„Wir hatten viele Chancen, um das Spiel zu drehen. Leider konnten wir sie nicht nutzen. Bei den Standards gegen uns haben wir gepennt“, sagte Jonathan Tah nach der Partie. Und auch Bernd Leno war überzeugt: „Heute wäre viel, viel mehr drin gewesen. Man sieht, dass die Mannschaft das annimmt, was der Trainer uns mit auf den Weg gibt.“
Im Vergleich zum DFB-Pokalspiel beim Karlsruher SC hatte Heiko Herrlich seine Startelf auf zwei Positionen umgebaut: Für Kai Havertz, der in Karlsruhe einen Schlag aufs Knie bekommen hatte, kam Leon Bailey in die Mannschaft. Anstelle von Kevin Kampl spielte Charles Aránguiz. Auf der Reservebank saßen neben Kampl noch Özcan, Dragovic, Baumgartlinger, Brandt, Yurchenko und Pohjanpalo. Lars Bender (Belastungssteuerung) und Jedvaj (Haarriss im Schienbein) fehlten in München ebenso wie Havertz und Kießling
„Wir wollen aus München etwas mitnehmen und mit offenem Visier spielen“, hatte Heiko Herrlich vor der Partie gesagt.

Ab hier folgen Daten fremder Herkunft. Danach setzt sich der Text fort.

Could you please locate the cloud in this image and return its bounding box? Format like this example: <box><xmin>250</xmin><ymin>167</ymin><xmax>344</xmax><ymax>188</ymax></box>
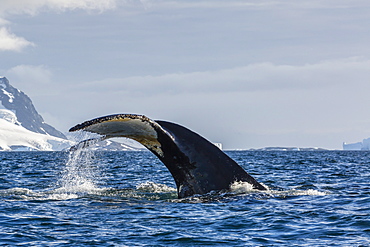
<box><xmin>0</xmin><ymin>0</ymin><xmax>117</xmax><ymax>15</ymax></box>
<box><xmin>0</xmin><ymin>27</ymin><xmax>34</xmax><ymax>52</ymax></box>
<box><xmin>77</xmin><ymin>57</ymin><xmax>370</xmax><ymax>95</ymax></box>
<box><xmin>0</xmin><ymin>0</ymin><xmax>116</xmax><ymax>52</ymax></box>
<box><xmin>5</xmin><ymin>65</ymin><xmax>52</xmax><ymax>95</ymax></box>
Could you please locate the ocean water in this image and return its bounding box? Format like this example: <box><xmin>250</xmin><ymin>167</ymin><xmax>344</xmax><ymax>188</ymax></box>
<box><xmin>0</xmin><ymin>151</ymin><xmax>370</xmax><ymax>246</ymax></box>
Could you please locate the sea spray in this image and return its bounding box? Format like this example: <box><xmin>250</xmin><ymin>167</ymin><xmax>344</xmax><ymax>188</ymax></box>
<box><xmin>57</xmin><ymin>142</ymin><xmax>101</xmax><ymax>194</ymax></box>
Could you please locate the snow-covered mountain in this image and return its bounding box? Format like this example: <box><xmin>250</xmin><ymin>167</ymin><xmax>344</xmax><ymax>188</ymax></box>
<box><xmin>0</xmin><ymin>77</ymin><xmax>66</xmax><ymax>139</ymax></box>
<box><xmin>0</xmin><ymin>77</ymin><xmax>73</xmax><ymax>151</ymax></box>
<box><xmin>0</xmin><ymin>77</ymin><xmax>142</xmax><ymax>151</ymax></box>
<box><xmin>0</xmin><ymin>109</ymin><xmax>73</xmax><ymax>151</ymax></box>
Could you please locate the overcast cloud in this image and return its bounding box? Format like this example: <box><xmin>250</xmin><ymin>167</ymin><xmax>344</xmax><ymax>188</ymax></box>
<box><xmin>0</xmin><ymin>0</ymin><xmax>370</xmax><ymax>149</ymax></box>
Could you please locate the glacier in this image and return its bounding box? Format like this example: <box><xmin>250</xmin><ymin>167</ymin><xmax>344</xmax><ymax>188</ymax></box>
<box><xmin>0</xmin><ymin>109</ymin><xmax>74</xmax><ymax>151</ymax></box>
<box><xmin>343</xmin><ymin>138</ymin><xmax>370</xmax><ymax>150</ymax></box>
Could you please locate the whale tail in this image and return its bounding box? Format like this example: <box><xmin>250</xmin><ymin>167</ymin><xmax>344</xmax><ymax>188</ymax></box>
<box><xmin>70</xmin><ymin>114</ymin><xmax>266</xmax><ymax>198</ymax></box>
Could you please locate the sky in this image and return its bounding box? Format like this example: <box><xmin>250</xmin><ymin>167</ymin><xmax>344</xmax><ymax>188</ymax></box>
<box><xmin>0</xmin><ymin>0</ymin><xmax>370</xmax><ymax>149</ymax></box>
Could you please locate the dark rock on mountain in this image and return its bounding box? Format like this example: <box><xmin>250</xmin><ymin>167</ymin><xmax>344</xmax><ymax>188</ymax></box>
<box><xmin>0</xmin><ymin>77</ymin><xmax>66</xmax><ymax>139</ymax></box>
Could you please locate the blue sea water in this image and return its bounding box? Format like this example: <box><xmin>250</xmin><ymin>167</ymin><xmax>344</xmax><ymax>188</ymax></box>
<box><xmin>0</xmin><ymin>151</ymin><xmax>370</xmax><ymax>246</ymax></box>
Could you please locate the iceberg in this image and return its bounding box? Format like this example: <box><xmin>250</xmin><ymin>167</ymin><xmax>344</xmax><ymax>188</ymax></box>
<box><xmin>0</xmin><ymin>109</ymin><xmax>73</xmax><ymax>151</ymax></box>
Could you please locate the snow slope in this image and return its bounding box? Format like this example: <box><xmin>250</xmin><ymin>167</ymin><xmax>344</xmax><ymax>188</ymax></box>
<box><xmin>0</xmin><ymin>109</ymin><xmax>73</xmax><ymax>151</ymax></box>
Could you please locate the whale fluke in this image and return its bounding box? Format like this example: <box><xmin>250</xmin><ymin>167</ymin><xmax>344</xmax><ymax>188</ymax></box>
<box><xmin>69</xmin><ymin>114</ymin><xmax>266</xmax><ymax>198</ymax></box>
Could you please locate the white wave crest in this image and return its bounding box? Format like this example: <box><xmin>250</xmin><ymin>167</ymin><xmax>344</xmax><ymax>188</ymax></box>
<box><xmin>136</xmin><ymin>182</ymin><xmax>176</xmax><ymax>193</ymax></box>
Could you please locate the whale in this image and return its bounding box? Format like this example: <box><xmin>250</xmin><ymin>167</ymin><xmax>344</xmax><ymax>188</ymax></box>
<box><xmin>69</xmin><ymin>114</ymin><xmax>267</xmax><ymax>198</ymax></box>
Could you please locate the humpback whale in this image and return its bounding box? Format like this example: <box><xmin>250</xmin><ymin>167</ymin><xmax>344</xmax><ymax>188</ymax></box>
<box><xmin>69</xmin><ymin>114</ymin><xmax>266</xmax><ymax>198</ymax></box>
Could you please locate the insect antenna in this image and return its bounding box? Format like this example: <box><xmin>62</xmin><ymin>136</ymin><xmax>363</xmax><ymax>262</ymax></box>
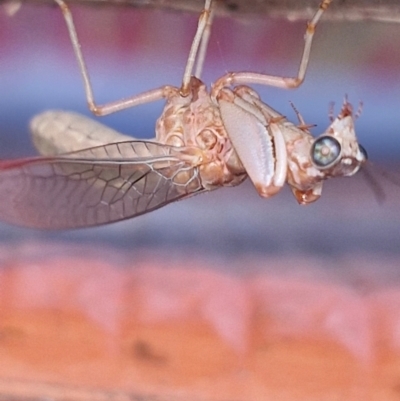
<box><xmin>289</xmin><ymin>100</ymin><xmax>317</xmax><ymax>131</ymax></box>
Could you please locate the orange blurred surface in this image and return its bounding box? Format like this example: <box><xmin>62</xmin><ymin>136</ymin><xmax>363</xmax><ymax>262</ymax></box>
<box><xmin>0</xmin><ymin>243</ymin><xmax>400</xmax><ymax>400</ymax></box>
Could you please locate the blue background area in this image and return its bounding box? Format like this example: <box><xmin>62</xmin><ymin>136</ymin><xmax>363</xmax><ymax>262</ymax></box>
<box><xmin>0</xmin><ymin>6</ymin><xmax>400</xmax><ymax>256</ymax></box>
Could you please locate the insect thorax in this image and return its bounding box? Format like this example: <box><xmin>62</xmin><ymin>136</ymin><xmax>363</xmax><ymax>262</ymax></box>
<box><xmin>156</xmin><ymin>77</ymin><xmax>247</xmax><ymax>190</ymax></box>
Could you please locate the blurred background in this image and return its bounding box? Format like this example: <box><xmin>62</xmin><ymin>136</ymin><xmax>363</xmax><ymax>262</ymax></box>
<box><xmin>0</xmin><ymin>4</ymin><xmax>400</xmax><ymax>400</ymax></box>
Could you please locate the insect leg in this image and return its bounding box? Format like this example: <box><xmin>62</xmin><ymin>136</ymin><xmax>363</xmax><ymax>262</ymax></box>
<box><xmin>54</xmin><ymin>0</ymin><xmax>170</xmax><ymax>116</ymax></box>
<box><xmin>213</xmin><ymin>0</ymin><xmax>332</xmax><ymax>95</ymax></box>
<box><xmin>180</xmin><ymin>0</ymin><xmax>212</xmax><ymax>96</ymax></box>
<box><xmin>194</xmin><ymin>0</ymin><xmax>215</xmax><ymax>79</ymax></box>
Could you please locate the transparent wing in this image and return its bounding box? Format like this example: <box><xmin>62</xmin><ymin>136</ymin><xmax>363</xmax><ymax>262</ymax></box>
<box><xmin>0</xmin><ymin>141</ymin><xmax>204</xmax><ymax>229</ymax></box>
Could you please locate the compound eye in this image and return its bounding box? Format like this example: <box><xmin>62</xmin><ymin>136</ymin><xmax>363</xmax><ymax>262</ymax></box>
<box><xmin>358</xmin><ymin>144</ymin><xmax>368</xmax><ymax>161</ymax></box>
<box><xmin>311</xmin><ymin>136</ymin><xmax>341</xmax><ymax>168</ymax></box>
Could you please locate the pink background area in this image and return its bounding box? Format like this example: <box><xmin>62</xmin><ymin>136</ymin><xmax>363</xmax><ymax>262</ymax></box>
<box><xmin>0</xmin><ymin>5</ymin><xmax>400</xmax><ymax>401</ymax></box>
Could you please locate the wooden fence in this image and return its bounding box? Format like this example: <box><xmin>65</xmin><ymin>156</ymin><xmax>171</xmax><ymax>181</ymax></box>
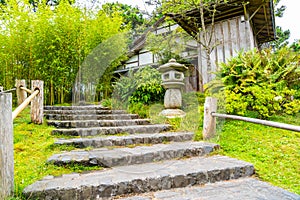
<box><xmin>203</xmin><ymin>97</ymin><xmax>300</xmax><ymax>140</ymax></box>
<box><xmin>0</xmin><ymin>80</ymin><xmax>44</xmax><ymax>199</ymax></box>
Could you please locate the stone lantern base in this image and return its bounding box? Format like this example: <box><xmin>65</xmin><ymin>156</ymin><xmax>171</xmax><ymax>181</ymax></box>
<box><xmin>160</xmin><ymin>109</ymin><xmax>186</xmax><ymax>118</ymax></box>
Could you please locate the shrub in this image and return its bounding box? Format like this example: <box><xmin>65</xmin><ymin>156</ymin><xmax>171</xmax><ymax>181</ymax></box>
<box><xmin>211</xmin><ymin>48</ymin><xmax>300</xmax><ymax>118</ymax></box>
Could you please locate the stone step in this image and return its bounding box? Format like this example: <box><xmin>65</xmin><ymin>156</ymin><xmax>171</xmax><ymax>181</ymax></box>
<box><xmin>116</xmin><ymin>177</ymin><xmax>300</xmax><ymax>200</ymax></box>
<box><xmin>55</xmin><ymin>132</ymin><xmax>194</xmax><ymax>148</ymax></box>
<box><xmin>52</xmin><ymin>124</ymin><xmax>171</xmax><ymax>137</ymax></box>
<box><xmin>44</xmin><ymin>110</ymin><xmax>127</xmax><ymax>115</ymax></box>
<box><xmin>47</xmin><ymin>119</ymin><xmax>150</xmax><ymax>128</ymax></box>
<box><xmin>47</xmin><ymin>141</ymin><xmax>219</xmax><ymax>167</ymax></box>
<box><xmin>45</xmin><ymin>114</ymin><xmax>139</xmax><ymax>120</ymax></box>
<box><xmin>23</xmin><ymin>156</ymin><xmax>254</xmax><ymax>200</ymax></box>
<box><xmin>44</xmin><ymin>105</ymin><xmax>110</xmax><ymax>111</ymax></box>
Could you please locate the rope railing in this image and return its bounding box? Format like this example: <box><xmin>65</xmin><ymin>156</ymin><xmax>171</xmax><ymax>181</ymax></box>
<box><xmin>203</xmin><ymin>97</ymin><xmax>300</xmax><ymax>139</ymax></box>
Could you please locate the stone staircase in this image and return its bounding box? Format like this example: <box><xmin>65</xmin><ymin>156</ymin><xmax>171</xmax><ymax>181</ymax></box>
<box><xmin>23</xmin><ymin>106</ymin><xmax>299</xmax><ymax>200</ymax></box>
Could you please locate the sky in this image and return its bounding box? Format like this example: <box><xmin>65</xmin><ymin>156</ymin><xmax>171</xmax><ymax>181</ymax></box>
<box><xmin>103</xmin><ymin>0</ymin><xmax>300</xmax><ymax>43</ymax></box>
<box><xmin>276</xmin><ymin>0</ymin><xmax>300</xmax><ymax>43</ymax></box>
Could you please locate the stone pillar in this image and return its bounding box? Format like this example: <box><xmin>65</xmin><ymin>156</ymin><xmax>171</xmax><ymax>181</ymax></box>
<box><xmin>0</xmin><ymin>93</ymin><xmax>14</xmax><ymax>199</ymax></box>
<box><xmin>158</xmin><ymin>59</ymin><xmax>188</xmax><ymax>118</ymax></box>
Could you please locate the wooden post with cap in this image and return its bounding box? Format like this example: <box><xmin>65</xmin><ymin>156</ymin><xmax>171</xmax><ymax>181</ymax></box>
<box><xmin>30</xmin><ymin>80</ymin><xmax>44</xmax><ymax>124</ymax></box>
<box><xmin>0</xmin><ymin>93</ymin><xmax>14</xmax><ymax>199</ymax></box>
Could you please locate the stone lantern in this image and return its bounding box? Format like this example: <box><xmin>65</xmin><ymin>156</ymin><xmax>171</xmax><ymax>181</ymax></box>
<box><xmin>158</xmin><ymin>59</ymin><xmax>188</xmax><ymax>118</ymax></box>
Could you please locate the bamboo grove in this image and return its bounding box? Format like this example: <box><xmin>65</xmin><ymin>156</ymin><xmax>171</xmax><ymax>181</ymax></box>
<box><xmin>0</xmin><ymin>0</ymin><xmax>127</xmax><ymax>104</ymax></box>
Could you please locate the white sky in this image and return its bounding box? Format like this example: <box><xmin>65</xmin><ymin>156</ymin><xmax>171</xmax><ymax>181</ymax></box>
<box><xmin>276</xmin><ymin>0</ymin><xmax>300</xmax><ymax>42</ymax></box>
<box><xmin>103</xmin><ymin>0</ymin><xmax>300</xmax><ymax>42</ymax></box>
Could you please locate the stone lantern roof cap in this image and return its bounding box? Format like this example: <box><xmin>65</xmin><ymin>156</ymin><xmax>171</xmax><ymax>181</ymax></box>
<box><xmin>158</xmin><ymin>58</ymin><xmax>188</xmax><ymax>73</ymax></box>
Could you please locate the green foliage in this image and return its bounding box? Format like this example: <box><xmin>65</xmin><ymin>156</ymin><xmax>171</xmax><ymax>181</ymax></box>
<box><xmin>214</xmin><ymin>47</ymin><xmax>300</xmax><ymax>118</ymax></box>
<box><xmin>114</xmin><ymin>67</ymin><xmax>164</xmax><ymax>108</ymax></box>
<box><xmin>0</xmin><ymin>0</ymin><xmax>126</xmax><ymax>104</ymax></box>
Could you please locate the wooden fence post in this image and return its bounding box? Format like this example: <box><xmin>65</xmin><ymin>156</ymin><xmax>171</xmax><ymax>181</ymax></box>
<box><xmin>0</xmin><ymin>93</ymin><xmax>14</xmax><ymax>199</ymax></box>
<box><xmin>203</xmin><ymin>97</ymin><xmax>218</xmax><ymax>140</ymax></box>
<box><xmin>16</xmin><ymin>80</ymin><xmax>27</xmax><ymax>105</ymax></box>
<box><xmin>30</xmin><ymin>80</ymin><xmax>44</xmax><ymax>124</ymax></box>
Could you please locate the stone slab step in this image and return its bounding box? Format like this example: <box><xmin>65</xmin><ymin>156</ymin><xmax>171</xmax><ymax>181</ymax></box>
<box><xmin>113</xmin><ymin>178</ymin><xmax>300</xmax><ymax>200</ymax></box>
<box><xmin>47</xmin><ymin>142</ymin><xmax>219</xmax><ymax>167</ymax></box>
<box><xmin>44</xmin><ymin>110</ymin><xmax>127</xmax><ymax>115</ymax></box>
<box><xmin>45</xmin><ymin>114</ymin><xmax>139</xmax><ymax>120</ymax></box>
<box><xmin>44</xmin><ymin>105</ymin><xmax>110</xmax><ymax>111</ymax></box>
<box><xmin>55</xmin><ymin>132</ymin><xmax>194</xmax><ymax>148</ymax></box>
<box><xmin>23</xmin><ymin>156</ymin><xmax>254</xmax><ymax>200</ymax></box>
<box><xmin>52</xmin><ymin>124</ymin><xmax>171</xmax><ymax>137</ymax></box>
<box><xmin>47</xmin><ymin>119</ymin><xmax>150</xmax><ymax>128</ymax></box>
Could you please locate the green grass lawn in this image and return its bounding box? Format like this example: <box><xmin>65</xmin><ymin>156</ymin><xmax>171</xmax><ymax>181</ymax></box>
<box><xmin>13</xmin><ymin>108</ymin><xmax>102</xmax><ymax>199</ymax></box>
<box><xmin>10</xmin><ymin>106</ymin><xmax>300</xmax><ymax>199</ymax></box>
<box><xmin>212</xmin><ymin>114</ymin><xmax>300</xmax><ymax>194</ymax></box>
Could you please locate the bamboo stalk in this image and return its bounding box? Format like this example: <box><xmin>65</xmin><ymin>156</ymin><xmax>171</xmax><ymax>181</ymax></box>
<box><xmin>211</xmin><ymin>112</ymin><xmax>300</xmax><ymax>132</ymax></box>
<box><xmin>12</xmin><ymin>90</ymin><xmax>40</xmax><ymax>119</ymax></box>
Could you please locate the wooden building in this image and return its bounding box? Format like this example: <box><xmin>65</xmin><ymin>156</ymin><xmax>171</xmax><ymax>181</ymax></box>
<box><xmin>117</xmin><ymin>0</ymin><xmax>276</xmax><ymax>90</ymax></box>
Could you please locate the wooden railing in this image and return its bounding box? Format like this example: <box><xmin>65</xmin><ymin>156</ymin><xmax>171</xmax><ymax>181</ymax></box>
<box><xmin>203</xmin><ymin>97</ymin><xmax>300</xmax><ymax>140</ymax></box>
<box><xmin>0</xmin><ymin>80</ymin><xmax>44</xmax><ymax>199</ymax></box>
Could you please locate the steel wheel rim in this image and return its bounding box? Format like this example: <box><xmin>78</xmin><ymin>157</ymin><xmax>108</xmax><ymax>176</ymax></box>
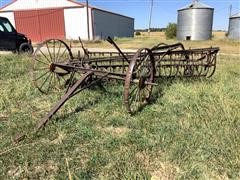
<box><xmin>124</xmin><ymin>49</ymin><xmax>155</xmax><ymax>114</ymax></box>
<box><xmin>32</xmin><ymin>39</ymin><xmax>73</xmax><ymax>94</ymax></box>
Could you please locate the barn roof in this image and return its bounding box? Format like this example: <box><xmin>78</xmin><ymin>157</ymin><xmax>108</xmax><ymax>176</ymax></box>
<box><xmin>0</xmin><ymin>0</ymin><xmax>134</xmax><ymax>19</ymax></box>
<box><xmin>0</xmin><ymin>0</ymin><xmax>84</xmax><ymax>11</ymax></box>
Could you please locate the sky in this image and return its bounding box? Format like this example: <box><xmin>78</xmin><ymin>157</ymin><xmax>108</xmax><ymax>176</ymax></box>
<box><xmin>0</xmin><ymin>0</ymin><xmax>240</xmax><ymax>30</ymax></box>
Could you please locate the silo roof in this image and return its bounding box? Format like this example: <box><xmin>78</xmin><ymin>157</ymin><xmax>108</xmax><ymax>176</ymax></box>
<box><xmin>230</xmin><ymin>12</ymin><xmax>240</xmax><ymax>18</ymax></box>
<box><xmin>178</xmin><ymin>1</ymin><xmax>213</xmax><ymax>11</ymax></box>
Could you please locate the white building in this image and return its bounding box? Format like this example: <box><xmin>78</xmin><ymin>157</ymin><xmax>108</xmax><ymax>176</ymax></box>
<box><xmin>0</xmin><ymin>0</ymin><xmax>134</xmax><ymax>42</ymax></box>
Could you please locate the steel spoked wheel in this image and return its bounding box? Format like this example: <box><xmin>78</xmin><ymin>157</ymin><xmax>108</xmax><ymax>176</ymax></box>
<box><xmin>32</xmin><ymin>39</ymin><xmax>73</xmax><ymax>94</ymax></box>
<box><xmin>124</xmin><ymin>49</ymin><xmax>155</xmax><ymax>114</ymax></box>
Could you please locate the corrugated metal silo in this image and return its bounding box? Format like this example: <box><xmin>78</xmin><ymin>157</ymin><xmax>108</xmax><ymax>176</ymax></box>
<box><xmin>177</xmin><ymin>1</ymin><xmax>214</xmax><ymax>40</ymax></box>
<box><xmin>228</xmin><ymin>13</ymin><xmax>240</xmax><ymax>40</ymax></box>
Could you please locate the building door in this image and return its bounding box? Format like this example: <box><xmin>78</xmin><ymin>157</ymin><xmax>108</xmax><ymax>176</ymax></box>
<box><xmin>0</xmin><ymin>18</ymin><xmax>17</xmax><ymax>50</ymax></box>
<box><xmin>14</xmin><ymin>9</ymin><xmax>65</xmax><ymax>42</ymax></box>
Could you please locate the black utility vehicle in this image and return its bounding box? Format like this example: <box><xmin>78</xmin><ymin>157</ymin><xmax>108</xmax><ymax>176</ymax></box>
<box><xmin>0</xmin><ymin>17</ymin><xmax>33</xmax><ymax>54</ymax></box>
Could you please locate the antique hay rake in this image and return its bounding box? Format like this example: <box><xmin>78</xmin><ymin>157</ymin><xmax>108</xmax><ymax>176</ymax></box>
<box><xmin>32</xmin><ymin>38</ymin><xmax>219</xmax><ymax>129</ymax></box>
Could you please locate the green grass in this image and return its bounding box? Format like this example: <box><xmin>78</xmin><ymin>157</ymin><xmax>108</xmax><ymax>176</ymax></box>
<box><xmin>0</xmin><ymin>53</ymin><xmax>240</xmax><ymax>179</ymax></box>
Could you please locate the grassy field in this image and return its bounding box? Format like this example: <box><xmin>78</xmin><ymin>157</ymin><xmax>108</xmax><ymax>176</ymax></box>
<box><xmin>0</xmin><ymin>34</ymin><xmax>240</xmax><ymax>179</ymax></box>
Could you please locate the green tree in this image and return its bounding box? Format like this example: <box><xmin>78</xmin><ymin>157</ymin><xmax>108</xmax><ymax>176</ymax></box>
<box><xmin>165</xmin><ymin>23</ymin><xmax>177</xmax><ymax>39</ymax></box>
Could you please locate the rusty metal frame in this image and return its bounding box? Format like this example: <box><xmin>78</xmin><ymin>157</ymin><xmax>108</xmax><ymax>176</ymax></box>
<box><xmin>32</xmin><ymin>37</ymin><xmax>219</xmax><ymax>129</ymax></box>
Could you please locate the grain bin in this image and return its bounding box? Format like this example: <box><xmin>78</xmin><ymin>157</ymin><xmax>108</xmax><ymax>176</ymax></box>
<box><xmin>228</xmin><ymin>13</ymin><xmax>240</xmax><ymax>40</ymax></box>
<box><xmin>177</xmin><ymin>1</ymin><xmax>214</xmax><ymax>40</ymax></box>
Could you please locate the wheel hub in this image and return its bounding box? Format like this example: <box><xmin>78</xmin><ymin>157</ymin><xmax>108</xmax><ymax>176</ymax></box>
<box><xmin>49</xmin><ymin>63</ymin><xmax>56</xmax><ymax>72</ymax></box>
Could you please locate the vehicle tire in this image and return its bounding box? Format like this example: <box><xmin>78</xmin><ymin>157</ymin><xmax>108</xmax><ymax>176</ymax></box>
<box><xmin>18</xmin><ymin>43</ymin><xmax>33</xmax><ymax>54</ymax></box>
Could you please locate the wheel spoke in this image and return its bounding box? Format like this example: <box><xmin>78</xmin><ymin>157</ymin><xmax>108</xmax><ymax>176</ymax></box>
<box><xmin>35</xmin><ymin>58</ymin><xmax>49</xmax><ymax>66</ymax></box>
<box><xmin>32</xmin><ymin>39</ymin><xmax>72</xmax><ymax>93</ymax></box>
<box><xmin>39</xmin><ymin>49</ymin><xmax>51</xmax><ymax>63</ymax></box>
<box><xmin>46</xmin><ymin>42</ymin><xmax>53</xmax><ymax>62</ymax></box>
<box><xmin>56</xmin><ymin>40</ymin><xmax>62</xmax><ymax>60</ymax></box>
<box><xmin>34</xmin><ymin>71</ymin><xmax>49</xmax><ymax>81</ymax></box>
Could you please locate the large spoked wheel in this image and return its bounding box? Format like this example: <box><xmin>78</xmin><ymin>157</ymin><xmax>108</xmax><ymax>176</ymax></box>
<box><xmin>124</xmin><ymin>49</ymin><xmax>155</xmax><ymax>114</ymax></box>
<box><xmin>206</xmin><ymin>54</ymin><xmax>217</xmax><ymax>78</ymax></box>
<box><xmin>32</xmin><ymin>39</ymin><xmax>73</xmax><ymax>94</ymax></box>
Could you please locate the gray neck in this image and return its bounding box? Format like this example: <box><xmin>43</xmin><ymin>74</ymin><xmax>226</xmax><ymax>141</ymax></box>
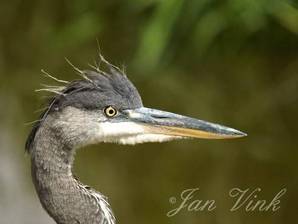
<box><xmin>31</xmin><ymin>119</ymin><xmax>115</xmax><ymax>224</ymax></box>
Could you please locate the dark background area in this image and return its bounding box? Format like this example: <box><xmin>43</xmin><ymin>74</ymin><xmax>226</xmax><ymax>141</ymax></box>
<box><xmin>0</xmin><ymin>0</ymin><xmax>298</xmax><ymax>224</ymax></box>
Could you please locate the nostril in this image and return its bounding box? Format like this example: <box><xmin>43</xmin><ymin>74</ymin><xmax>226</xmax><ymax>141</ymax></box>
<box><xmin>151</xmin><ymin>114</ymin><xmax>168</xmax><ymax>119</ymax></box>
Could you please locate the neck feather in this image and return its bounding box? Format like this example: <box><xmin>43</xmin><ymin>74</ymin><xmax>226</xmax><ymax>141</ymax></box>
<box><xmin>31</xmin><ymin>120</ymin><xmax>115</xmax><ymax>224</ymax></box>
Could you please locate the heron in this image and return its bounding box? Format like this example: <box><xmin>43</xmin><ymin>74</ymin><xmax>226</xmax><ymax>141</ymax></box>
<box><xmin>25</xmin><ymin>56</ymin><xmax>246</xmax><ymax>224</ymax></box>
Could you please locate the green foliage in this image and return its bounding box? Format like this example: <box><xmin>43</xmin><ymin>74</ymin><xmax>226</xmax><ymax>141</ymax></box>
<box><xmin>0</xmin><ymin>0</ymin><xmax>298</xmax><ymax>224</ymax></box>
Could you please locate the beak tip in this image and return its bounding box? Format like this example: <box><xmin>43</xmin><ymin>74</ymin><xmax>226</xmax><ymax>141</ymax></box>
<box><xmin>234</xmin><ymin>130</ymin><xmax>247</xmax><ymax>138</ymax></box>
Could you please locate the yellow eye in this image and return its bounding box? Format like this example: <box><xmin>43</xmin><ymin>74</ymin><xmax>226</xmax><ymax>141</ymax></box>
<box><xmin>103</xmin><ymin>106</ymin><xmax>118</xmax><ymax>117</ymax></box>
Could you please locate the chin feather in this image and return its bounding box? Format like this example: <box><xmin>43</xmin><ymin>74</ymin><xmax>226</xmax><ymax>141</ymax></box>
<box><xmin>117</xmin><ymin>134</ymin><xmax>182</xmax><ymax>145</ymax></box>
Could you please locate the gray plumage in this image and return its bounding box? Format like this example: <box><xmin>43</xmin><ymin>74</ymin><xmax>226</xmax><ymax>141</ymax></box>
<box><xmin>26</xmin><ymin>56</ymin><xmax>245</xmax><ymax>224</ymax></box>
<box><xmin>25</xmin><ymin>60</ymin><xmax>142</xmax><ymax>224</ymax></box>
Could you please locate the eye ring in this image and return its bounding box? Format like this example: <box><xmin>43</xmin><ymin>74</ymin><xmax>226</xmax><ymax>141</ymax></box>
<box><xmin>103</xmin><ymin>106</ymin><xmax>118</xmax><ymax>117</ymax></box>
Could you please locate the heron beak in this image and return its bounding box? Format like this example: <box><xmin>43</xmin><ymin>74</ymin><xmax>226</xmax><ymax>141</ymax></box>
<box><xmin>124</xmin><ymin>107</ymin><xmax>247</xmax><ymax>139</ymax></box>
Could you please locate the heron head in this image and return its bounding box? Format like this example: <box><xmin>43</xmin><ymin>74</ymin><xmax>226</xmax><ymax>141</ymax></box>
<box><xmin>26</xmin><ymin>59</ymin><xmax>246</xmax><ymax>149</ymax></box>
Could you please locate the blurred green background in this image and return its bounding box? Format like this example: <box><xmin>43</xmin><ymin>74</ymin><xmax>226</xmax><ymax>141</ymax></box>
<box><xmin>0</xmin><ymin>0</ymin><xmax>298</xmax><ymax>224</ymax></box>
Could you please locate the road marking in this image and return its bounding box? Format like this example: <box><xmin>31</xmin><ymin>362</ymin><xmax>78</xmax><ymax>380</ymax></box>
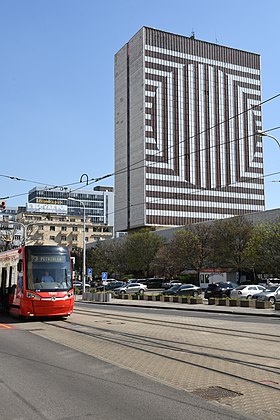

Und seine Mannschaft beherzigte diese Vorgabe. Die erste Chance des Spiels besaßen aber zunächst die Gastgeber. Als Tolisso aus 16 Metern abzog, konnte sich Bernd Leno erstmals beweisen und den Schuss entschärfen (5.). Vier Minuten später war die Nummer 1 der Werkself machtlos: Eine Freistoßflanke von der linken Seite von Sebastian Rudy verwertete Niklas Süle per Kopf aus kurzer Distanz zur frühen 1:0-Führung der Bayern (9.).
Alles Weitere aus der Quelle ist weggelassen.